Just curiosity: are there any glyphs that lack a single codepoint representation, where one of the joined codepoints is an ASCII character? (That only helps after normalization, of course.)

Yes. ASCII uses \b as the combining character mark which is a convention that's always been widely supported by typesetting programs such as less and nroff. For example, A\b_ is A̲, and you can do the same thing with apostrophe and tilde for accent marks. There's also UNICODE emojis where two codepoints in sequence get joined together as a single glyph. Never underestimate the creative ways text can be used, or that standards just codify a long history of practices.
Er, I was asking about unicode joining, not this roff \b thing. Sorry for the confusion. I'm aware that multiple-codepoint unicode glyphs exist; I'm asking if any of those involve a codepoint in the ASCII (1-127) range which cannot be normalized to a single codepoint (e.g., e + ' normalizes to a single codepoint é).
Of course. Take for example mͫ (m+m) there's no way to represent that as a single codepoint. Combining marks can also be overlaid multiple times, e.g. m͚ͫ (m+m+∞) so the number of glyphs you can create is limitless.
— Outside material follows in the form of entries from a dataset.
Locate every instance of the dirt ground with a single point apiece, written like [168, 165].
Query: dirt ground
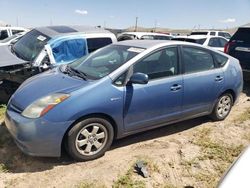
[192, 153]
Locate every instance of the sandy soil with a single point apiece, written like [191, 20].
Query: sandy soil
[192, 153]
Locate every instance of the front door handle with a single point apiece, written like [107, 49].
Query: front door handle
[218, 78]
[175, 87]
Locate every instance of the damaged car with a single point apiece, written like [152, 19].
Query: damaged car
[44, 48]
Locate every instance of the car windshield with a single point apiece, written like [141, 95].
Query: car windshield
[199, 33]
[104, 61]
[8, 39]
[30, 45]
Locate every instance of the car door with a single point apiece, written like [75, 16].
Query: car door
[160, 100]
[203, 81]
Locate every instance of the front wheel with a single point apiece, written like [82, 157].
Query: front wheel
[90, 139]
[222, 107]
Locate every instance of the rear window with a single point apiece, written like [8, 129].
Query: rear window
[3, 34]
[96, 43]
[16, 31]
[243, 34]
[199, 33]
[220, 59]
[197, 41]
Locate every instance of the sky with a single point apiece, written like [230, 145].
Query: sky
[175, 14]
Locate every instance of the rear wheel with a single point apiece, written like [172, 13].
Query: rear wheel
[90, 139]
[222, 107]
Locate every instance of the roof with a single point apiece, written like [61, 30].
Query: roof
[140, 34]
[53, 31]
[147, 43]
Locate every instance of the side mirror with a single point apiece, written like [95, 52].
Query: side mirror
[138, 78]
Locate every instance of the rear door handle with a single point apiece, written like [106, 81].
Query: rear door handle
[175, 87]
[218, 78]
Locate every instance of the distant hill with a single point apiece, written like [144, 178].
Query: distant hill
[178, 31]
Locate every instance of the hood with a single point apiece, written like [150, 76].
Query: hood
[49, 82]
[7, 58]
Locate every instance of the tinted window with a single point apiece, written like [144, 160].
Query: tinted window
[3, 34]
[159, 64]
[16, 31]
[69, 50]
[220, 59]
[243, 34]
[197, 41]
[214, 42]
[198, 33]
[103, 62]
[96, 43]
[223, 42]
[196, 60]
[226, 35]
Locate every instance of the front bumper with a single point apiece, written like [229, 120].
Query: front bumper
[36, 137]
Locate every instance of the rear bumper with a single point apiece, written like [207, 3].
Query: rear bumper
[246, 74]
[36, 137]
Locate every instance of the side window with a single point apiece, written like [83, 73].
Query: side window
[67, 51]
[223, 42]
[160, 64]
[214, 42]
[3, 34]
[196, 60]
[16, 31]
[147, 37]
[220, 59]
[96, 43]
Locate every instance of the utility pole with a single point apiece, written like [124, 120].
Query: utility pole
[17, 21]
[155, 25]
[136, 22]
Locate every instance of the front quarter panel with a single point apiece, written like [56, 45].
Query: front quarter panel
[101, 97]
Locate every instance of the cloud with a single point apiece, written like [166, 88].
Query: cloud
[228, 20]
[82, 12]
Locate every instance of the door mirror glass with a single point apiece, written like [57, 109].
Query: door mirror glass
[138, 78]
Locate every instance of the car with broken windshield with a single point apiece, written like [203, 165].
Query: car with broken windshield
[43, 48]
[122, 89]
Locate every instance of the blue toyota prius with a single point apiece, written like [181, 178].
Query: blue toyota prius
[121, 89]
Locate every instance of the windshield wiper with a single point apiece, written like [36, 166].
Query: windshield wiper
[73, 72]
[12, 49]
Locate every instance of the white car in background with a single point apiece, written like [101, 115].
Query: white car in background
[213, 33]
[6, 32]
[217, 43]
[12, 39]
[143, 36]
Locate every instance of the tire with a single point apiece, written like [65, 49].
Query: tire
[89, 139]
[222, 107]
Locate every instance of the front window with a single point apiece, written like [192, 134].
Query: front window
[69, 50]
[197, 60]
[30, 45]
[105, 61]
[163, 63]
[3, 34]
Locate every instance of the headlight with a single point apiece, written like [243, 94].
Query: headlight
[43, 105]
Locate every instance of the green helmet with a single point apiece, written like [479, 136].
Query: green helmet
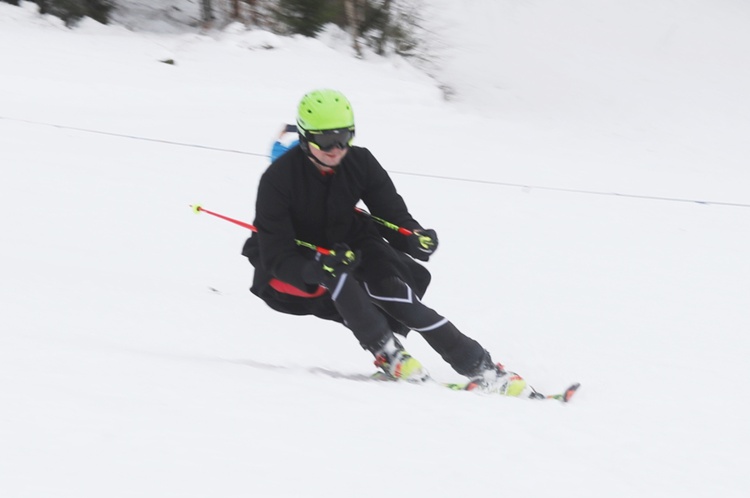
[324, 109]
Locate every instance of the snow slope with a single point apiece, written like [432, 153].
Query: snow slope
[589, 185]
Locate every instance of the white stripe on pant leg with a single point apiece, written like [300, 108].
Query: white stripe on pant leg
[408, 299]
[432, 327]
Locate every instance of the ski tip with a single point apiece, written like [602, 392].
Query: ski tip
[567, 394]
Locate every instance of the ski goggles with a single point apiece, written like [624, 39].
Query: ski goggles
[328, 139]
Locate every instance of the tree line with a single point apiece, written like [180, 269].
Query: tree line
[384, 26]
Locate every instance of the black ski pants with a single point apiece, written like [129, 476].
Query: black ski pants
[360, 305]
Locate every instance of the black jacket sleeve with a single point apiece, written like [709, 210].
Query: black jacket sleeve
[385, 202]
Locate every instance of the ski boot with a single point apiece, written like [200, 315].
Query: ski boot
[397, 364]
[494, 379]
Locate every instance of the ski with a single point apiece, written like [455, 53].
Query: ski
[563, 397]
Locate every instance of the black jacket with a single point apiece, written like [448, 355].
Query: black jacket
[296, 201]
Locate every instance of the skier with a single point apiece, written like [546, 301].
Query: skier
[370, 281]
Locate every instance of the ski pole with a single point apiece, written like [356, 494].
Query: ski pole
[387, 224]
[197, 209]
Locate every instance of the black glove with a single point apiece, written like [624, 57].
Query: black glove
[327, 268]
[422, 243]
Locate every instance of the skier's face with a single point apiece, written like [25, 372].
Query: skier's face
[330, 158]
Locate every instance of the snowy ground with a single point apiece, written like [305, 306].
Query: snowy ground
[134, 361]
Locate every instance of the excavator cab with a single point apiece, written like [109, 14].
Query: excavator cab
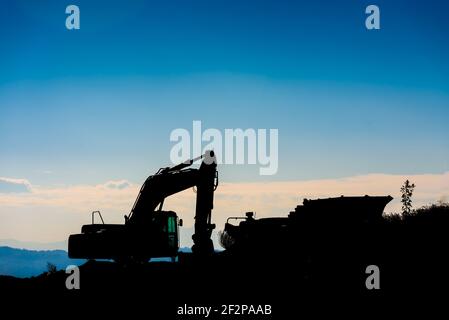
[149, 231]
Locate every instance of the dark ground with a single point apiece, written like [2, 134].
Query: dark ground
[325, 274]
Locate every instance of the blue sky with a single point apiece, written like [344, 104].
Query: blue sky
[99, 103]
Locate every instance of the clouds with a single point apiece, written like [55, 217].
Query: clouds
[10, 185]
[120, 184]
[58, 211]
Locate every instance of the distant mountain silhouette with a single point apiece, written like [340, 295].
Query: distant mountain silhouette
[24, 263]
[33, 245]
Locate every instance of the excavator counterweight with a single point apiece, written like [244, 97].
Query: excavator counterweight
[149, 231]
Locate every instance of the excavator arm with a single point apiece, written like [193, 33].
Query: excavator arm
[169, 181]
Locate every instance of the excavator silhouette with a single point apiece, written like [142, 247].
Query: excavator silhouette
[149, 231]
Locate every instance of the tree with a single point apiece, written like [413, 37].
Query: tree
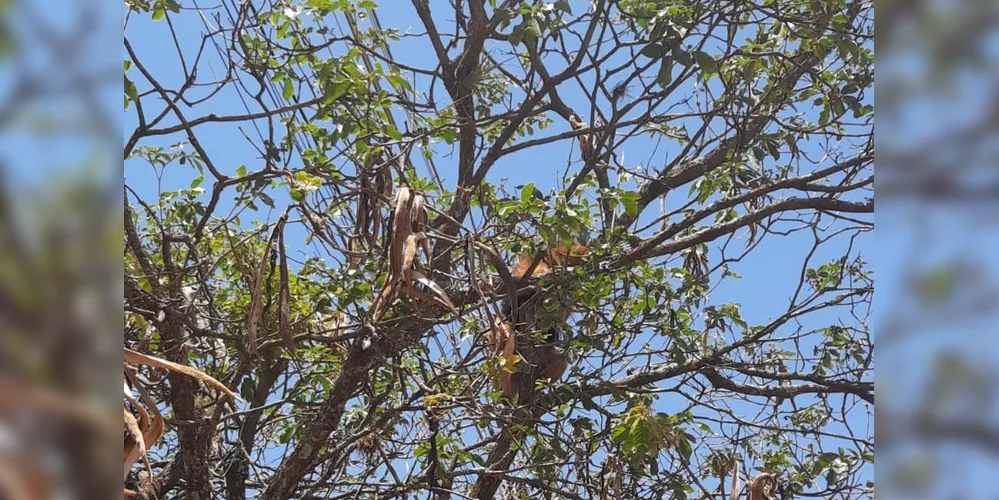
[286, 158]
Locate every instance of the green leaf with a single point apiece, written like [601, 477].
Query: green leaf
[517, 35]
[392, 132]
[682, 56]
[532, 29]
[665, 75]
[653, 50]
[527, 192]
[264, 197]
[706, 62]
[131, 93]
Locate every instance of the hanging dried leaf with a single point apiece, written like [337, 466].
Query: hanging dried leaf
[736, 485]
[409, 214]
[256, 309]
[439, 292]
[284, 295]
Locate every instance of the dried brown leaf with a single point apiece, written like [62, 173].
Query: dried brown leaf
[439, 292]
[284, 295]
[155, 362]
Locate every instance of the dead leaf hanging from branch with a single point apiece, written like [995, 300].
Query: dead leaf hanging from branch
[143, 432]
[408, 236]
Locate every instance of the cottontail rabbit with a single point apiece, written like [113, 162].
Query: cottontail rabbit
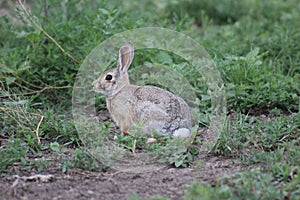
[157, 109]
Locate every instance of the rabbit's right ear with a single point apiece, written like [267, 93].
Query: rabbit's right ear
[126, 54]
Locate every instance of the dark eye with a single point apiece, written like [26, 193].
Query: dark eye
[108, 77]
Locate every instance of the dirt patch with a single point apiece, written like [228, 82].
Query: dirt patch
[123, 180]
[78, 184]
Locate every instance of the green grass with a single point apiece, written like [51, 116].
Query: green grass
[255, 45]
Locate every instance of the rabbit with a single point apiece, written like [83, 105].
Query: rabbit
[159, 110]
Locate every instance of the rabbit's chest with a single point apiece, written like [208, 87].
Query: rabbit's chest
[120, 110]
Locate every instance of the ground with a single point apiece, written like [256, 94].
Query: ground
[145, 180]
[77, 184]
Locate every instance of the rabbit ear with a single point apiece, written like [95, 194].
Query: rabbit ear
[126, 54]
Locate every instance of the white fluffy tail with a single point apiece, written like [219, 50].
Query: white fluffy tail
[182, 132]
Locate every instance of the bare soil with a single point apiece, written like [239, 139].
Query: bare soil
[118, 183]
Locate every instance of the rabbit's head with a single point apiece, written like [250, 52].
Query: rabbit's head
[112, 81]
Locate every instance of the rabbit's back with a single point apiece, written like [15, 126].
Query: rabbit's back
[160, 110]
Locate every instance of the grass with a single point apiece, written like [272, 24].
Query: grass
[255, 45]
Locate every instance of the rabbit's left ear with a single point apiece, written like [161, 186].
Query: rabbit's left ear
[126, 54]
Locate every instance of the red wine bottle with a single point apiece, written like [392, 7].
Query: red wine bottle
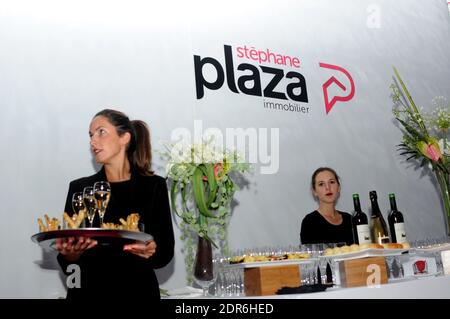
[361, 230]
[396, 222]
[377, 224]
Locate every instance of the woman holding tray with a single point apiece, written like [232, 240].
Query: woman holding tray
[112, 269]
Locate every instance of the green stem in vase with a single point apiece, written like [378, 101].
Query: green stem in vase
[443, 181]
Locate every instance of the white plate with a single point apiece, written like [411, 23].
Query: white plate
[284, 262]
[369, 252]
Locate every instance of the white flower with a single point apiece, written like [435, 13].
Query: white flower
[444, 148]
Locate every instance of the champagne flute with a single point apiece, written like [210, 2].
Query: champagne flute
[102, 192]
[78, 203]
[89, 202]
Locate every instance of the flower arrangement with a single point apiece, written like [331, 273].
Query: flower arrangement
[429, 146]
[201, 176]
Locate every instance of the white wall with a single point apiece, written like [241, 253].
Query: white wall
[60, 63]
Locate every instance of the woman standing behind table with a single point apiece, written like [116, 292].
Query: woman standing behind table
[118, 271]
[326, 224]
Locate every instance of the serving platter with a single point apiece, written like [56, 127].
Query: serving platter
[48, 239]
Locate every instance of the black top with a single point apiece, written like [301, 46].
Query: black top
[316, 229]
[106, 270]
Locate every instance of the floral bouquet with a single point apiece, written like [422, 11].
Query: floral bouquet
[201, 177]
[429, 146]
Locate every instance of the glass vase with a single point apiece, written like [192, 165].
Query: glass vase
[443, 181]
[204, 268]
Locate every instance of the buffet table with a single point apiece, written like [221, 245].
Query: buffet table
[432, 287]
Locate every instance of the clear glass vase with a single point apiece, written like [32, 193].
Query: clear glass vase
[443, 181]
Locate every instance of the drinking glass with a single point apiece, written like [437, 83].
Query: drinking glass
[89, 202]
[102, 192]
[78, 204]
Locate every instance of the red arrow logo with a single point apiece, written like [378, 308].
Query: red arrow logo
[329, 104]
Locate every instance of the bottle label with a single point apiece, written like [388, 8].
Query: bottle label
[363, 234]
[400, 232]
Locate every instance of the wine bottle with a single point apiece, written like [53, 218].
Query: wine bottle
[361, 230]
[377, 223]
[396, 222]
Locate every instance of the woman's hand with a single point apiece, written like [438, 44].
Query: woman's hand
[73, 247]
[141, 249]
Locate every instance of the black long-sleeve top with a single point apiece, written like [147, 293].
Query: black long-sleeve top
[106, 270]
[316, 229]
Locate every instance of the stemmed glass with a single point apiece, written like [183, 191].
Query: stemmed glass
[89, 202]
[102, 192]
[78, 203]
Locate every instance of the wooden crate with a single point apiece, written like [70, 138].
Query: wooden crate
[363, 272]
[263, 281]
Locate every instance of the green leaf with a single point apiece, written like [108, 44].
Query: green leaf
[199, 193]
[208, 170]
[173, 196]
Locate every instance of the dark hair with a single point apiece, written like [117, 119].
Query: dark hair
[323, 169]
[139, 150]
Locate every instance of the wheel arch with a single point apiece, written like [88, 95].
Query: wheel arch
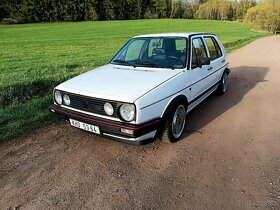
[175, 101]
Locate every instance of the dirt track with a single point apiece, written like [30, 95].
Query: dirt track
[229, 158]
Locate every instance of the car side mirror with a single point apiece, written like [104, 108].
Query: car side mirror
[206, 61]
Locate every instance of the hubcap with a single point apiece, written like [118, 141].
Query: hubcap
[178, 122]
[225, 82]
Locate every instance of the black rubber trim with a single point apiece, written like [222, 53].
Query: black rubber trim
[108, 126]
[200, 95]
[182, 89]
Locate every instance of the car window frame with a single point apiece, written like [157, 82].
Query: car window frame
[217, 44]
[185, 67]
[190, 50]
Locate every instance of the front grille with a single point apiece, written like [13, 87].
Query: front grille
[92, 105]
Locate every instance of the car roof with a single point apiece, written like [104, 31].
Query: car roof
[182, 34]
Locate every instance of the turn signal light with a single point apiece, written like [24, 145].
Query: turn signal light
[127, 131]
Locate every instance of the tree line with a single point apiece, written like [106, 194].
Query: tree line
[83, 10]
[30, 11]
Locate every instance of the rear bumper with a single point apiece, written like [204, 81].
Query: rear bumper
[112, 129]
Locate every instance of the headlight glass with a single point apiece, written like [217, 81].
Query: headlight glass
[66, 100]
[108, 108]
[127, 112]
[58, 97]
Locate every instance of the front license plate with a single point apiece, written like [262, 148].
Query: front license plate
[85, 126]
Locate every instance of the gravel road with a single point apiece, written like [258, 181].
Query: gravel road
[229, 157]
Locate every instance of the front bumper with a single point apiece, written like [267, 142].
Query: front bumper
[112, 129]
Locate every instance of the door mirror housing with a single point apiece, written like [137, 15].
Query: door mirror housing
[206, 61]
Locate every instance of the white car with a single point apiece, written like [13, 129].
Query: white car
[147, 89]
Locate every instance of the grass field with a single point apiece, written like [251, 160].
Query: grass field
[36, 57]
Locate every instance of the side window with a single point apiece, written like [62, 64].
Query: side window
[134, 49]
[213, 47]
[199, 55]
[154, 43]
[181, 44]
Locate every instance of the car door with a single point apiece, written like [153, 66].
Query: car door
[217, 58]
[199, 68]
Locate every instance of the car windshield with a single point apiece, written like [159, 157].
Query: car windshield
[161, 52]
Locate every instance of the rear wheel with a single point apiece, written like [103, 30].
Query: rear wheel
[174, 125]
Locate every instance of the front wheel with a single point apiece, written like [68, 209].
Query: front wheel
[223, 86]
[175, 125]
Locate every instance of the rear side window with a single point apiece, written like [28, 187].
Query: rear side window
[213, 47]
[199, 54]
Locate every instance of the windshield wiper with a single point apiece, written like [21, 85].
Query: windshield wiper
[148, 63]
[123, 62]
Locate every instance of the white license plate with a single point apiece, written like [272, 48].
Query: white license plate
[85, 126]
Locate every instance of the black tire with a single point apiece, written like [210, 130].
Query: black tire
[170, 133]
[223, 86]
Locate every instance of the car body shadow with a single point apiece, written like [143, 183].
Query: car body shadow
[241, 80]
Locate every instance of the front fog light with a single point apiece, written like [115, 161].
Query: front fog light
[108, 108]
[66, 100]
[58, 97]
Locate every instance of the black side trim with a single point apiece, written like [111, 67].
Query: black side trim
[200, 95]
[183, 88]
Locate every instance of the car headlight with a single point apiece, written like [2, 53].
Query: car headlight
[127, 112]
[108, 108]
[58, 97]
[66, 100]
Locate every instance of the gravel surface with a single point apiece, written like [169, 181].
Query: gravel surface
[229, 157]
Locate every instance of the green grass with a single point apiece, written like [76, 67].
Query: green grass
[36, 57]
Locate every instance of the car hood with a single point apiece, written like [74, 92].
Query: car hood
[119, 83]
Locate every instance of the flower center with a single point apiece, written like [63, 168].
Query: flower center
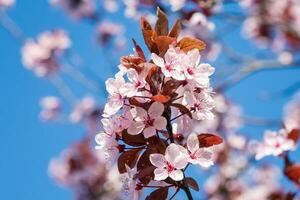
[170, 167]
[168, 67]
[149, 122]
[190, 71]
[192, 156]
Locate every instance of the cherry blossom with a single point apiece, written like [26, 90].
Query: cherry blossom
[130, 184]
[274, 143]
[170, 164]
[148, 122]
[118, 90]
[171, 64]
[197, 155]
[201, 103]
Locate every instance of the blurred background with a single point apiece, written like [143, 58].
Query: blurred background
[28, 143]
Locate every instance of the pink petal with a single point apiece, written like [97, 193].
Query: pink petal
[193, 143]
[176, 175]
[141, 114]
[136, 128]
[156, 109]
[149, 132]
[160, 174]
[157, 60]
[158, 160]
[160, 123]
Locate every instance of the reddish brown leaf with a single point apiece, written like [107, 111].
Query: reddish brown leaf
[207, 140]
[182, 109]
[186, 44]
[192, 183]
[156, 145]
[159, 194]
[139, 50]
[175, 31]
[294, 135]
[162, 23]
[161, 98]
[144, 160]
[128, 158]
[170, 86]
[163, 43]
[293, 173]
[149, 35]
[146, 174]
[133, 101]
[133, 140]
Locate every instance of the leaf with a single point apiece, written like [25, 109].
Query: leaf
[133, 101]
[293, 173]
[163, 43]
[294, 135]
[146, 174]
[149, 34]
[128, 158]
[161, 98]
[159, 194]
[170, 86]
[182, 109]
[144, 160]
[186, 44]
[139, 50]
[175, 31]
[207, 140]
[162, 23]
[192, 183]
[156, 145]
[133, 140]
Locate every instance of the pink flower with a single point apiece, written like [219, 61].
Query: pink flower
[197, 155]
[130, 182]
[107, 143]
[171, 65]
[201, 103]
[193, 70]
[275, 143]
[170, 164]
[148, 122]
[118, 90]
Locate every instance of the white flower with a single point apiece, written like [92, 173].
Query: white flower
[170, 164]
[148, 122]
[118, 90]
[197, 155]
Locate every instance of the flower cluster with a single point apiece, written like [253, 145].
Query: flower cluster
[42, 56]
[83, 170]
[150, 102]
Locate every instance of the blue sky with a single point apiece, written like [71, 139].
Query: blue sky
[27, 144]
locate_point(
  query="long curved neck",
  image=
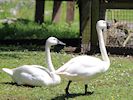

There's only a tiny number of the combinations that are possible which have a tinier normalized form. The new UNICODE combining marks work by almost exactly the same principles as the \b ASCII combining mark. That's why I mentioned it earlier.
In what data format or programming language is 'e' a delimiter? One situation is floating-point constants, where 'e' is a delimiter indicating the exponent. However, if an é occurs in the middle of such a constant, whether as a single code point or a combined character, that is an error. The 'e' must be followed by an optional sign and one or more decimal digits.

The ISO C library string handling stuff is for systems programming, not for scanners and parsers for natural written language.